El miércoles de la semana pasada dece­nas de chiquitungue­ros partieron de Asunción rumbo a Salta, República Argentina, con el objetivo de tener un encuentro cercano con la Virgen Madre del Inma­culado Corazón Eucarístico de Jesús, más conocida como la Virgen del Cerro.

En una de las jornadas, tras el rezo del rosario, se hizo la ora­ción de intercesión, que está a cargo de María Livia, actividad que se hace todos los sábados y se extenderá hasta noviem­bre. Los peregrinos paragua­yos pidieron por la canoniza­ción de María Felicia de Jesús Sacramentado. Como es cos­tumbre, antes de estar frente a frente con la vidente, los fie­les aprovechan para ingresar a la ermita donde está la ima­gen de la Virgen. En el camino, los promeseros depositan las cartas en los buzones y dejan los rosarios en uno de los árbo­les ubicados frente al pequeño santuario.

El jueves, los peregrinos cono­cieron la ciudad de Purma­marca, Jujuy, una ciudad que forma parte de la Quebrada. El impresionante paisaje del cerro de los siete colores impresionó a todos, así como la rica artesanía y gastronomía de este pequeño pueblo.

Al día siguiente, el viernes, los peregrinos conocieron los principales templos de Salta capital, donde las iglesias sobresalen por su particular belleza interior y arquitectó­nica. Asimismo, los visitantes aprovecharon para realizar compras del convento de las carmelitas descalzas, quienes venden la imagen de la Virgen del Cerro y numerosos objetos de piedad y devoción.

Para acceder al convento, uno de los tradicionales sitios de Salta, los peregrinos necesa­riamente deben armarse de mucha paciencia, en vista a la larga cola que se mueve lenta­mente. La jornada del sábado fue la más esperada e intensa para todos, debido a que se tra­tada de un día de ayuno en el Cerro de las Apariciones y la oración de intercesión de la vidente María Livia Galiano.

EL SÁBADO

La actividad del sábado arrancó temprano y concluyó casi a la noche, debido a la gran cantidad de peregrinos que llegaron desde distintos pun­tos del continente, confiados en obtener la mediación de la Virgen. Una de las particula­ridades de la jornada es el rezo del rosario al medio día, hora en que según María Livia, la Virgen baja acompañada de su hijo, de santos y ángeles para dar un abrazo a cada uno de los peregrinos.
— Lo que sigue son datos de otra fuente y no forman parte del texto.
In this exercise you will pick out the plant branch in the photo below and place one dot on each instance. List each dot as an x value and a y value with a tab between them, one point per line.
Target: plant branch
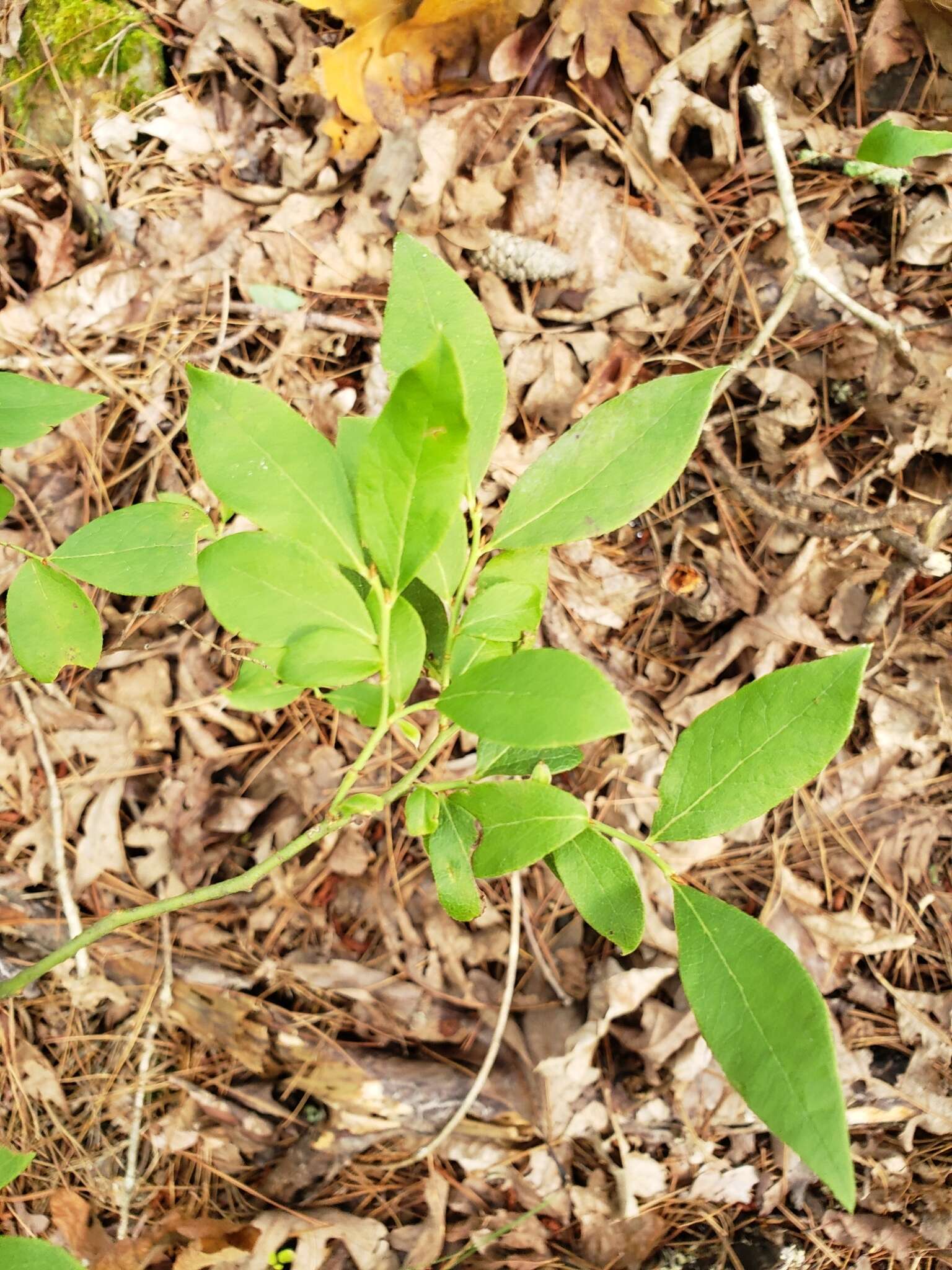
506	1006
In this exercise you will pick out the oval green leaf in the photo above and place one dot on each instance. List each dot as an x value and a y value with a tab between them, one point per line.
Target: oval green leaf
749	752
611	466
266	461
51	623
267	588
140	550
602	886
540	698
413	468
31	408
448	849
522	822
427	298
767	1026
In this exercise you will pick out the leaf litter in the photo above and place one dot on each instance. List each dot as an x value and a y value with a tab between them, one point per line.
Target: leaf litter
323	1029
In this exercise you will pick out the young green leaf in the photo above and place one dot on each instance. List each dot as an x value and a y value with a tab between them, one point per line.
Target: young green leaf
448	849
602	886
267	463
421	812
258	686
539	698
23	1254
266	588
31	408
749	752
413	468
611	466
495	760
140	550
408	648
501	613
444	568
767	1026
894	146
361	700
328	657
13	1163
51	623
428	298
522	822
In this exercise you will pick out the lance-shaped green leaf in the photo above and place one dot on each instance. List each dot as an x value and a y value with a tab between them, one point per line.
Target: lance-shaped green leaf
894	146
611	466
522	822
427	298
267	463
448	849
749	752
140	550
31	408
267	588
13	1163
767	1026
413	468
501	613
495	760
540	698
444	568
602	886
328	657
51	623
258	686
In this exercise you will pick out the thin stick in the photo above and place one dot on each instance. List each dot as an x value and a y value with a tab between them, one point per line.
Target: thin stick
70	908
506	1005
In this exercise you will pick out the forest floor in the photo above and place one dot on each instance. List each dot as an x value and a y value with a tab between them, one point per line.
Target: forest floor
294	1046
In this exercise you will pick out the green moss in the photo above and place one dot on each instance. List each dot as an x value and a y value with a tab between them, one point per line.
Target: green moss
106	55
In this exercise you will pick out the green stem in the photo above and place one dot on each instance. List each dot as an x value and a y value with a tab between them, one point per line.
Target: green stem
609	831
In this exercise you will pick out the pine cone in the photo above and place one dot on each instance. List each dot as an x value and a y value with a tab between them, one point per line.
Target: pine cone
521	259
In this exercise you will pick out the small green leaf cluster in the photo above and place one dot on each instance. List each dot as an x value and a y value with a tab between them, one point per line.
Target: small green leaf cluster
367	578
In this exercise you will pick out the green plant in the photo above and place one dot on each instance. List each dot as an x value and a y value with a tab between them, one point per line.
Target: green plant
369	572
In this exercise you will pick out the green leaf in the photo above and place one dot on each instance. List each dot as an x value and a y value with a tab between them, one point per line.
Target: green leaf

Esta jornada estuvo cargada de emoción, ya que mucha gente cayó en descanso, en especial a la hora de la oración de interce­sión. Todos salieron “livianos” y llenos de gracia por la expe­riencia que vivieron.

La peregrinación concluyó con una multitudinaria misa cele­brada en el Estadio Delmi. El estadio quedó pequeño para la cantidad de delegaciones que llegaron para este fin de semana desde Chile, Uruguay, de otros puntos de la Argen­tina, y un importante grupo de Paraguay.

Es que fue la última conferen­cia brindada por la vidente, María Livia Galiano, quien de este modo cierra el calenda­rio de conferencias mensuales de este año. Además, ayer fue un día especial debido a que en Argentina se celebró el Día de las Madres. Es por ello que al concluir la misa y comenzar la conferencia, María Livia felicitó a todas las madres, en nombre de la Virgen María.

FERIA

Una vez al mes y en coinci­dencia con la conferencia de María Livia se realiza una importante feria de artesa­nía en cuero, hilo, lana, teji­dos, comidas típicas, alfajores, vinos, quesos, productores de salames y otros. Los peregri­nos, al salir de la conferencia, pueden encontrar más 400 puestos, con distintos tipos de artículos, muchos relaciona­dos a la Virgen del Cerro. Este momento es aprovechado por los artesanos para vender, en vista que mucha gente llega a la conferencia ofrecida por la vidente.